Comparado com os seus papéis em Cavaleiro de Copas, Truth
e Carol,
o seu trabalho como Lady Tremine, a maldosa madrasta de Cinderella poderá
parecer algo menor, ou esquecível, mas, pessoalmente, penso que é uma
incontornável injustiça que Cate Blanchett esteja completamente excluída da
conversa para o Óscar de Melhor Atriz Secundária. Poucas vezes a atriz foi tão
deliciosamente estilizada e paradoxalmente humana, sem nunca deixar o seu
trabalho ofuscar de modo prejudicial o filme em que se encontra. De todos os
trabalhos da atriz, junta-se talvez a O Talentoso Mr. Ripley, como uma
perfeita junção de técnica, carisma, estilo, artifício, sinceridade e puro
divertimento na filmografia da atriz.
Seria erróneo falar
de Cate Blanchett em Cinderella sem mencionar o trabalho
de Sandy Powell (talvez chegue a fazer um post sobre os figurinos). Vestida com
os seus esplendorosos figurinos, a atriz torna-se uma versão da madrasta
apimentada com um glamour da Hollywood passada. A sua silhueta e pose são as de
Joan Crawford no seu mais ensandecido e elegante registo, como seria apropriado
para a sua imagem concebida por Powell, e os seus movimentos acompanham a
estilização sugerida pelos figurinos. Estamos num ambiente de conto de fadas,
onde a lógica visual parece seguir regras de filmes de animação, sendo que a
atriz, ao invés de lutar contra estes exageros e simplicismos, trabalha com
eles e cria uma construção final consistente e deliciosa na sua malvadez de
cartoon.
Basta olhar-se para a
sequência do baile para reparar na estilização exuberante no trabalho de
Blanchett, que parece uma extensão humana da opulência visual que a rodeia.

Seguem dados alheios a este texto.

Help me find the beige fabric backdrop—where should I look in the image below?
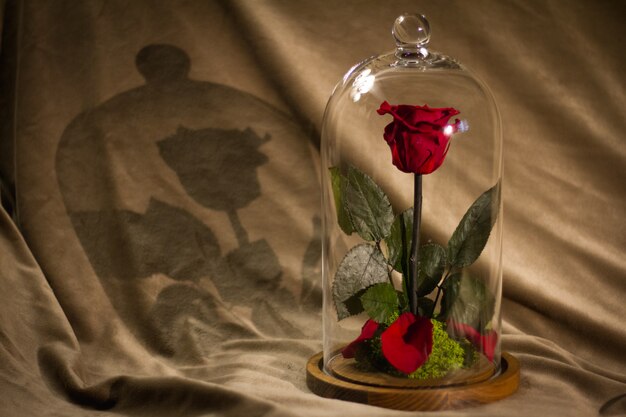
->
[0,0,626,417]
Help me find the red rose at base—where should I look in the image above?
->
[341,320,378,359]
[377,101,460,174]
[448,320,498,361]
[380,312,433,374]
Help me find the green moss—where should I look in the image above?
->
[408,320,466,379]
[385,311,400,326]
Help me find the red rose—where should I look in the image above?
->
[377,101,460,174]
[448,320,498,361]
[380,312,433,374]
[341,320,378,359]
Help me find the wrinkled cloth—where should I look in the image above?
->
[0,0,626,417]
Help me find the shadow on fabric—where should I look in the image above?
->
[56,45,321,361]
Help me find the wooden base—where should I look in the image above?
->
[307,352,520,411]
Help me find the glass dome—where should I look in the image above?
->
[321,15,502,387]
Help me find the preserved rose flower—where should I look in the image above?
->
[377,101,460,174]
[380,312,433,374]
[341,319,378,359]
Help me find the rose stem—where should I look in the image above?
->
[407,174,422,315]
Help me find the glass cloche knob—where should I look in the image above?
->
[391,14,430,57]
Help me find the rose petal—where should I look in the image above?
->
[377,101,459,174]
[380,313,433,374]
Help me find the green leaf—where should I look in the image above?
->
[417,297,435,317]
[440,272,495,332]
[328,167,354,235]
[448,183,500,268]
[417,243,446,297]
[332,243,388,320]
[385,207,413,276]
[343,167,393,242]
[361,282,398,323]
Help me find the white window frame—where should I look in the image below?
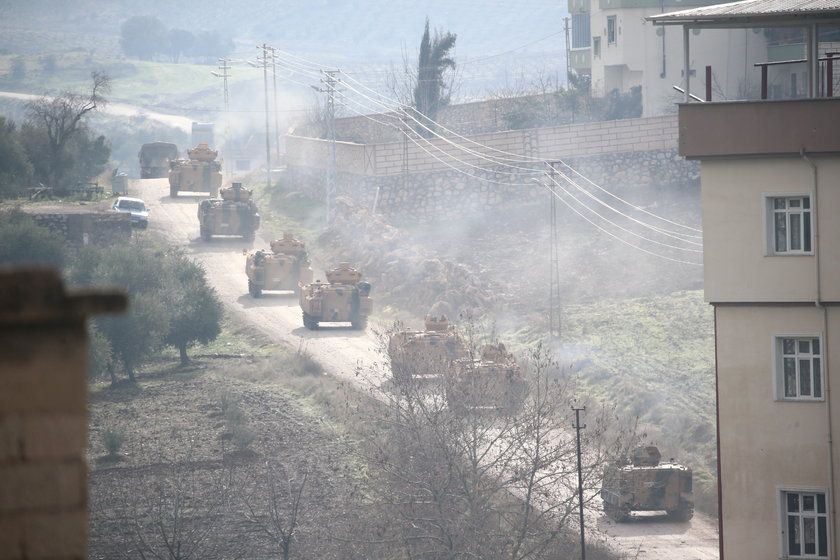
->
[762,192,816,257]
[604,16,618,46]
[771,333,826,402]
[776,486,833,560]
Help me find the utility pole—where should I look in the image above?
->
[572,406,586,560]
[563,16,572,89]
[312,70,340,225]
[268,47,280,162]
[257,43,271,189]
[546,161,563,341]
[210,58,230,171]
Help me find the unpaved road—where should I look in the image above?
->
[132,179,718,560]
[0,91,192,132]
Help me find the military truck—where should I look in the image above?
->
[245,232,312,298]
[601,446,694,521]
[444,343,526,414]
[300,263,373,330]
[137,142,178,179]
[198,183,260,241]
[169,143,222,198]
[388,315,468,385]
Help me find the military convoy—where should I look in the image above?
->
[198,183,260,241]
[245,233,312,298]
[169,143,222,198]
[300,263,373,330]
[137,142,178,179]
[388,315,468,385]
[601,446,694,521]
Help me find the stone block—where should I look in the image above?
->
[0,460,86,515]
[22,414,87,461]
[23,510,87,560]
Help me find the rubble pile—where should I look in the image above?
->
[318,197,493,317]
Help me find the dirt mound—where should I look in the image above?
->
[318,197,493,317]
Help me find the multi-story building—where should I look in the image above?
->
[651,0,840,560]
[568,0,767,116]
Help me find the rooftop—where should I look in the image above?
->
[646,0,840,25]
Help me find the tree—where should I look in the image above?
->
[120,16,168,60]
[165,254,222,365]
[0,116,32,199]
[0,208,64,268]
[167,29,195,63]
[27,72,111,188]
[414,18,457,127]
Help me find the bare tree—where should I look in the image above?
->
[27,72,111,187]
[241,461,308,560]
[354,324,628,560]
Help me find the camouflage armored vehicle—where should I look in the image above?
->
[169,144,222,198]
[601,446,694,521]
[388,315,468,384]
[137,142,178,179]
[445,343,526,413]
[245,233,312,297]
[300,263,373,330]
[198,183,260,241]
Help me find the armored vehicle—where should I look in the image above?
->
[445,343,526,413]
[300,263,373,330]
[137,142,178,179]
[245,233,312,297]
[198,183,260,241]
[169,144,222,198]
[601,446,694,521]
[388,315,468,384]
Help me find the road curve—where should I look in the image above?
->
[131,179,718,560]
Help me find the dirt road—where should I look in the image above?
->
[132,179,718,560]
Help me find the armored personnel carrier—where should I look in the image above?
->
[137,142,178,179]
[198,183,260,241]
[300,263,373,330]
[445,343,526,413]
[601,446,694,521]
[388,315,468,384]
[169,144,222,198]
[245,232,312,298]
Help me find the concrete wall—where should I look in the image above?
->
[701,157,840,302]
[0,270,125,560]
[706,306,840,560]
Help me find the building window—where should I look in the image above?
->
[768,196,811,255]
[572,13,592,49]
[782,491,828,558]
[776,336,823,400]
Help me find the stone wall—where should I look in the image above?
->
[27,209,132,245]
[0,270,125,560]
[286,115,699,221]
[287,150,700,222]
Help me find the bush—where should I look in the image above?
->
[102,428,125,457]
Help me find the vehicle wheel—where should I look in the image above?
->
[350,315,367,331]
[248,280,262,298]
[668,507,694,521]
[303,311,318,331]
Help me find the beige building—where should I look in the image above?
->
[651,0,840,560]
[568,0,768,117]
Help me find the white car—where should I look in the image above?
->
[114,196,149,229]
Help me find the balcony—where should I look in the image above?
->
[679,98,840,159]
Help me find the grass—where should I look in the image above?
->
[0,52,261,109]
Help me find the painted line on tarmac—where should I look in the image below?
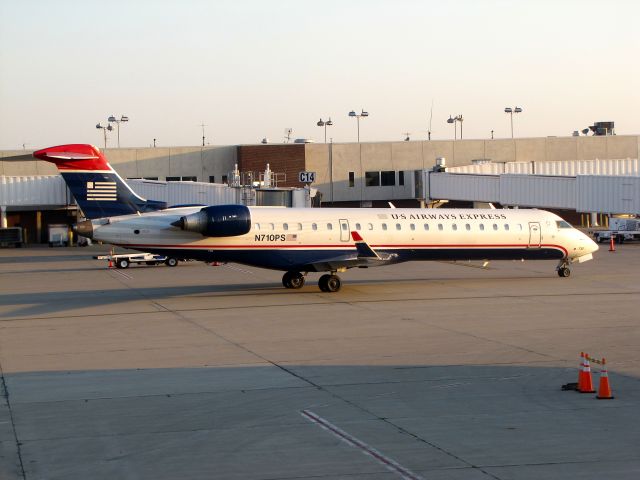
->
[300,410,424,480]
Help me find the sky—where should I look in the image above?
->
[0,0,640,150]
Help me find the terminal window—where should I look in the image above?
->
[380,170,396,187]
[364,172,380,187]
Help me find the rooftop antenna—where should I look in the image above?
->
[199,122,207,147]
[427,98,433,140]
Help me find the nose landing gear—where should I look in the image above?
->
[556,260,571,278]
[318,272,342,293]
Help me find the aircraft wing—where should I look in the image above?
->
[305,231,398,272]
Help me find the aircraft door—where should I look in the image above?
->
[339,218,351,242]
[529,222,542,248]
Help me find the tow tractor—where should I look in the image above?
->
[93,253,178,268]
[592,217,640,243]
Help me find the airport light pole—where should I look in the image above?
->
[317,117,333,143]
[504,107,522,139]
[349,110,369,143]
[96,123,113,148]
[107,115,129,148]
[447,115,464,140]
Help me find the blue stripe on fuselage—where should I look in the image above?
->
[111,245,565,271]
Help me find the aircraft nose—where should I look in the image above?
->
[580,233,600,253]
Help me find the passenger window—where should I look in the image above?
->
[556,220,573,228]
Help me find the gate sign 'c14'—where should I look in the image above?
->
[298,172,316,183]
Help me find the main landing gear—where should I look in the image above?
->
[282,271,342,293]
[282,272,304,290]
[556,261,571,278]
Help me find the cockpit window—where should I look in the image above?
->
[556,220,573,228]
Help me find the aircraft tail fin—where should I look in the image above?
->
[33,144,167,219]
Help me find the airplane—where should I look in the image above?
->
[33,144,598,292]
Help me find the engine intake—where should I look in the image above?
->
[171,205,251,237]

Também aqui é impossível ignorar os talentos cómicos da atriz, que poucas vezes
teve a oportunidade de trabalhar num registo tão exageradamente expressivo.
Mas, apesar de todos estes floreados elogios, Blanchett nunca se deixa tornar
num inofensivo e distante cartoon de ridícula vilania.
Lady Tremine entra no
filme de Kenneth Branagh como uma viúva glamourosa, e, como a narradora indica, ela veste muito bem a sua
perda. O mesmo se pode dizer de Blanchett que veste a dolorosa humanidade da
sua personagem como mais uma das suas elegantes indumentárias. A acompanhar e
complementar a estilização, há sempre a sombra de uma mulher que amava o
primeiro marido e se encontrou a casar com um homem que a coloca
permanentemente na sombra tanto da sua falecida primeira esposa como da sua
filha. Há um amargo ressentimento no olhar de Tremine, uma sugestão de
vulnerabilidade disfarçada pelo veneno maldoso dos seus atos.
Apesar de estilizada,
a madrasta de Ella é palpavelmente humana ao mesmo tempo que é uma vilã
digna de cartoon, o que a faz imensamente mais perigosa que se simplesmente
fosse unicamente uma caricatura distante. Tudo isso é perfeitamente visível na grande
confrontação entre a vilã e a protagonista no sótão de sua casa, onde a vilania
de Tremine é oferecida em toda a sua grandiosa mesquinhez e perigosa
humanidade. Não vilão mais assustador que aquele que conseguimos imaginar no
nosso mundo, e Blanchett cria o equilíbrio perfeito entre a fantasia e o lado
mais humano do filme e da sua personagem.
Infelizmente para
esta estrela australiana, as associações de prémios poucas vezes têm paciência
para interpretações deste tipo em filmes tão leves e abertamente juvenis como
Cinderella. Talvez se Blanchett fosse um homem e tivesse uma narrativa meio
sofredora (Johnny Depp em 2003) esta interpretação ganhasse algum reconhecimento
na Awards Season. Como tal não acontece, acho que não vale a pena ter grandes
esperanças. Mesmo assim, há que celebrar este trabalho, e recordar a Lady Tremine
de Cate Blanchett como uma das mais formidáveis presenças que agraciaram os
ecrãs de cinema em 2015. Viva a magnífica Cate!